UK Can Make Infrastructure A Private-Investment Draw-CBI
05/27/2012| 07:16pm US/Eastern
By Jason Douglas
The U.K. government should put money into many infrastructure projects to spark a rise in their credit ratings and draw in private financing, the Confederation of British Industry said Monday.
That is better use of billions of pounds in taxpayers' funds than bankrolling a few big schemes, it said in a report.
Pensions and sovereign wealth funds, which may only invest in projects with good enough credit scores, are needed to help pay for new U.K. roads, power plants and other construction because state finances are stretched, the lobby group said. The government's pipeline of 500 infrastructure projects needs GBP250 billion in funding. Just GBP50 billion of public money has been earmarked for them, government figures show, leaving the private sector to pick up the rest.
"If we want sustainable growth in this country, infrastructure investment is the way forward," CBI director-general John Cridland told reporters at a press conference Friday.
Agencies assign ratings to debt used to fund infrastructure projects but the risk of public opposition, construction delays and other pitfalls mean they are rarely high enough to tempt institutional investors, the CBI said.
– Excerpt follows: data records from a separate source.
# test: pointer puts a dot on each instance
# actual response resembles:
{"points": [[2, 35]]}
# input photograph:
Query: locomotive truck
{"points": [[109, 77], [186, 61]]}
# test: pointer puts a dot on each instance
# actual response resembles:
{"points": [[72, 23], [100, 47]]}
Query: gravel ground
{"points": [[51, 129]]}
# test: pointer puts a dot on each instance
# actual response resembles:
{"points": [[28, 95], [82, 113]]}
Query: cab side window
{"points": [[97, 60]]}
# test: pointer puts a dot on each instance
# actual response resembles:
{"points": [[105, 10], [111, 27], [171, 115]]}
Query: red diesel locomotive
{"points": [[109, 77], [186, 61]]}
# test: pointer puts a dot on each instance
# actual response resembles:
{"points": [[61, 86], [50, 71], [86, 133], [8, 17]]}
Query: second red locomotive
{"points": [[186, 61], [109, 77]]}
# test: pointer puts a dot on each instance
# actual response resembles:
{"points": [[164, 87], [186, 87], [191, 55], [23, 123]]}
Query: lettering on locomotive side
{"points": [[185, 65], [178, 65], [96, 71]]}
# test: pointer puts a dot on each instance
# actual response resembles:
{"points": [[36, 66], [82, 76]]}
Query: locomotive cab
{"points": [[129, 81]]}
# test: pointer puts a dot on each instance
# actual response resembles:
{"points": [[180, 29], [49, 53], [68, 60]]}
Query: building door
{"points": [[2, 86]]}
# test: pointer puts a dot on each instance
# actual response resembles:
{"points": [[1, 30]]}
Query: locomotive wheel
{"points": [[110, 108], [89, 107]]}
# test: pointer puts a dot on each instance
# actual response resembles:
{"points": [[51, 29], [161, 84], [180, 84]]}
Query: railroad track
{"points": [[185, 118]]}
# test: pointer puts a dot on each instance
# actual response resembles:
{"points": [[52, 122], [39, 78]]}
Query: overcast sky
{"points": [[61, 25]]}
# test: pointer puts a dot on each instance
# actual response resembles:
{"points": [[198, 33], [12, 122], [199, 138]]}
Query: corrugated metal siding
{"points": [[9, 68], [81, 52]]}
The collapse during the financial crisis of the monoline insurance market, where investors were able to buy protection against default to mitigate those risks, has made the funding crunch worse, it added.
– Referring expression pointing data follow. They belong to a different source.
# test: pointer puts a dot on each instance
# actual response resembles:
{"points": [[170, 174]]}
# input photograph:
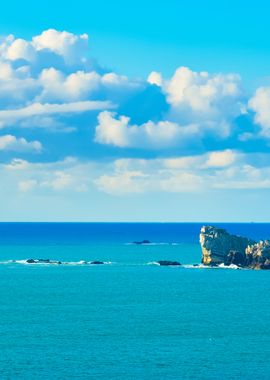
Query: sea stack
{"points": [[220, 247]]}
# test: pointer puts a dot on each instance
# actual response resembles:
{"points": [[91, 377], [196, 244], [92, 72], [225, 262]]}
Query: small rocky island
{"points": [[220, 247]]}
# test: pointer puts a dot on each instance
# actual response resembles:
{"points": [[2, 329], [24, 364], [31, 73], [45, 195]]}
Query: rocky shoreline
{"points": [[220, 247]]}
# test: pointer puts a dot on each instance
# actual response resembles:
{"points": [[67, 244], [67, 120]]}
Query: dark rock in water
{"points": [[42, 261], [236, 258], [168, 263], [220, 247], [142, 242], [217, 244]]}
One way to "credit enhancement" is for government to provide a small chunk of funding and offer to take a bigger part of any losses before other creditors, the CBI said. Or it could provide extra cash for already fully-funded projects, it added. The government could further boost infrastructure investment by making the tax system more attractive and doing a better job of selling investing in the sector overseas, the CBI said.
The World Economic Forum ranks the quality of U.K. infrastructure 28th in the world--behind peers like Germany but also lagging nations including China, the Czech Republic and Croatia. Projects in the U.K. government's pipeline include a GBP32.7 billion high speed rail link between London and other major English cities and a GBP22 billion overhaul of the U.K. water system.
Cridland said the government should not backtrack on its austerity drive by borrowing large sums to fund infrastructure projects, as some have urged as a way to boost growth. Rather, Prime Minister David Cameron can do more to release cash for capital spending by tightening budgets further, he added.